Currently investigating our Prod Environment a bit more to see actual impact before I make changes to the default Kong DNS settings, I also don’t know a good way to really debug this, I don’t want to throw kong in debug mode because it prints soooo many logs when really the best way to validate root cause here would be a way to isolate DNS related logging mechanisms and just alert on anomalies found there(like a DNS lookup taking longer than 2s if this is indeed the root cause for bringking or myself), results are as follows thus far from my digging:
Queries I used to lookup real prod traffic:
index=cba_kong host="gateway" RoutingURL!="*localhost*" TotalLatency >= 2000 BackendLatency <= 1000
index=cba_kong host="gateway" RoutingURL!="*localhost*"
Results are as followed over a 7 day period:
As you can see, a little over 4% of traffic is impacted by whatever is causing this. Will try some changes to see if this can be resolved. @bringking not sure how deep your analytics go, but I am interested to see the % impact to your services if its around the same % I see.

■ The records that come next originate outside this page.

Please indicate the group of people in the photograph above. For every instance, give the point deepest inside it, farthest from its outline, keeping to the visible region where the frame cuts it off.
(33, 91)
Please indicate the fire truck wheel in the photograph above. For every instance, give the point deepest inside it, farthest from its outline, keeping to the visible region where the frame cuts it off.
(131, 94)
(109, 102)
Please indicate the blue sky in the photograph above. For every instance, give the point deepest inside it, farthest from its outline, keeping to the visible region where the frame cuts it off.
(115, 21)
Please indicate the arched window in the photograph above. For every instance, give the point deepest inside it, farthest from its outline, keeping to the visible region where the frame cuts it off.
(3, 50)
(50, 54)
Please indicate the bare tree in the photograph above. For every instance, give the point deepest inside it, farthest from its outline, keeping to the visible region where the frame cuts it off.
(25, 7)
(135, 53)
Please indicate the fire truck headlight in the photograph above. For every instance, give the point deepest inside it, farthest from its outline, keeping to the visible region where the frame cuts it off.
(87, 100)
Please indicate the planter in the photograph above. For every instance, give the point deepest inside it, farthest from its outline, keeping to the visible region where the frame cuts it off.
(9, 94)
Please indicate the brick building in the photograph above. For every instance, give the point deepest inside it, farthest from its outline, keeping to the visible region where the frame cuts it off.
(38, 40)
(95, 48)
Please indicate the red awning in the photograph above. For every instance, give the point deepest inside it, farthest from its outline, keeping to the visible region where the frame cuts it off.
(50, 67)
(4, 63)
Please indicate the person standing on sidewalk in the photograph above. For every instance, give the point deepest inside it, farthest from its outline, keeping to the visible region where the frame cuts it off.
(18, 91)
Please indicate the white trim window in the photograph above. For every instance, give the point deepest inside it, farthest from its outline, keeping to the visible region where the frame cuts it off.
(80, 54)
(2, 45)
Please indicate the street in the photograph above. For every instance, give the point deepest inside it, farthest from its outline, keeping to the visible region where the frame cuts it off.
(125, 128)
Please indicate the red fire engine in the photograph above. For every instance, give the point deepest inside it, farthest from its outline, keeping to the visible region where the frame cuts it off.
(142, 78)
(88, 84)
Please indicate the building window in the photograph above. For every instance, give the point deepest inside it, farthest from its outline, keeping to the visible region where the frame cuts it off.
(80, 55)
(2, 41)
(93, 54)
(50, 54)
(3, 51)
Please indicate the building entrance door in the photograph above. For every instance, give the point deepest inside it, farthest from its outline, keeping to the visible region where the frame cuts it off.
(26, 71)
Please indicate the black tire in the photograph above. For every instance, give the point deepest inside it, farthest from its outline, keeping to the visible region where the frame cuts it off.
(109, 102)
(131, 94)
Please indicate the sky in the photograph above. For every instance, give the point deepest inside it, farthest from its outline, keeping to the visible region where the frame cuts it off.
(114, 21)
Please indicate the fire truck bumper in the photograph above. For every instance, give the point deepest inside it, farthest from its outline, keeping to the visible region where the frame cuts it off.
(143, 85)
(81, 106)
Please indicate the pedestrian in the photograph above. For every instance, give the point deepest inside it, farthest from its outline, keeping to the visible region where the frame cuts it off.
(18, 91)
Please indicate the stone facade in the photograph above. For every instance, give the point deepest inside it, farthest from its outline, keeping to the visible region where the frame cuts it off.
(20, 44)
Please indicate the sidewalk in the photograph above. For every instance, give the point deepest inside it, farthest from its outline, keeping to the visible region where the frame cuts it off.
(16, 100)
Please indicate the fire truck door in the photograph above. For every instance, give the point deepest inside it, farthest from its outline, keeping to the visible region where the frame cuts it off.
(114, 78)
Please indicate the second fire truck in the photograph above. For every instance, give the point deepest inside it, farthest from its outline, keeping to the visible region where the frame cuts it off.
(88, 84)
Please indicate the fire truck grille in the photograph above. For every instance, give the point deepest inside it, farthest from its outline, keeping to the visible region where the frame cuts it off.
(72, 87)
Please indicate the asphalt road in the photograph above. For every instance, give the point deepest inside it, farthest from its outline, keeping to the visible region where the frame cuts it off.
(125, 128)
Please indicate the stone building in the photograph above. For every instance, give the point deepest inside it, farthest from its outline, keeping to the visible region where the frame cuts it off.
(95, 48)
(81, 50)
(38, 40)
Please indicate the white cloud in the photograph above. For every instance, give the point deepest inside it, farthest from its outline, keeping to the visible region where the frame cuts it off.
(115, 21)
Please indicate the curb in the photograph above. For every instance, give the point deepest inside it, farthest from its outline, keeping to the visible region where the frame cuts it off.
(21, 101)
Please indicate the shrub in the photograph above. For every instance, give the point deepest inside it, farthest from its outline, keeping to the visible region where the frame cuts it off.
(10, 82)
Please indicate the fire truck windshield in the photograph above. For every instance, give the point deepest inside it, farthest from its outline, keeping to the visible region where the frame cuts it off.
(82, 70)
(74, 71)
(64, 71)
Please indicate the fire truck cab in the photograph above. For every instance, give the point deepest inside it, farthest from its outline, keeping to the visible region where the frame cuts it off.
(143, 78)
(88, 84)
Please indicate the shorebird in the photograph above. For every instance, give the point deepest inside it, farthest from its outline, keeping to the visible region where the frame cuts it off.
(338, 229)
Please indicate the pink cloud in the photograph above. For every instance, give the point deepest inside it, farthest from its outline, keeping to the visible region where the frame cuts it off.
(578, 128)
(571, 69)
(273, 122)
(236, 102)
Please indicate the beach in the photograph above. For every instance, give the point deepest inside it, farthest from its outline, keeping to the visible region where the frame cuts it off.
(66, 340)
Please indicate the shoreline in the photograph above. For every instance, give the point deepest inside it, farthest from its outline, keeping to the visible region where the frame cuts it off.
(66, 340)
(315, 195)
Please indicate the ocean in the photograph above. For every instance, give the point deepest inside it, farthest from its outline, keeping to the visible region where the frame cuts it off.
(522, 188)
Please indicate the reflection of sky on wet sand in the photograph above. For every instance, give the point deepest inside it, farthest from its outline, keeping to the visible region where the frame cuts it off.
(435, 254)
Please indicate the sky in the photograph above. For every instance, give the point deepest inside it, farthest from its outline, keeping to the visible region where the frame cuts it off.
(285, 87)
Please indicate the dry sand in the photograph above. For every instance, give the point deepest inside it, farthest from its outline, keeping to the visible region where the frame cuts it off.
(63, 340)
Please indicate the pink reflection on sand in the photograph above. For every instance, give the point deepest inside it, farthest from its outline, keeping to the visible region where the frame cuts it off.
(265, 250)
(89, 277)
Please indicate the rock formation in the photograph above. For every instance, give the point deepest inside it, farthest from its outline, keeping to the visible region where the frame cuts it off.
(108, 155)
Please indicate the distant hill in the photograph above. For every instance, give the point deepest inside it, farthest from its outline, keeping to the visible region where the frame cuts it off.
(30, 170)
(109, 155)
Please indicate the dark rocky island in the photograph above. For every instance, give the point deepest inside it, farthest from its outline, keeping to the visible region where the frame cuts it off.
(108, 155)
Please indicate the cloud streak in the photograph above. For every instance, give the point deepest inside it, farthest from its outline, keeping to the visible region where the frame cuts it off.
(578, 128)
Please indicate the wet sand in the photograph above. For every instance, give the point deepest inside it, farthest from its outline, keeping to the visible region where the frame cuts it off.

Edit - Maybe to further prove out if its DNS or not I could turn off DNS caching all together in Stage env and see if doing look-ups every-time yield more frequent latency spikes but I don’t see an option in the kong.conf. If anyone knows what lua file and lines I need to modify(only if its a trivial small snippit change) before starting kong to basically disable all dns caching I will apply that patch in Stage and run some tests.
Edit Edit - I researched our Stage env too and noticed 4% latency spikes from the Kong side of things as well, go figure
. I modified our Stage env to the same DNS STALE TTL 60 value you have tried, will watch it next week and see if any improvements there and 4% goes to 0%. If not back to the drawing board on my side.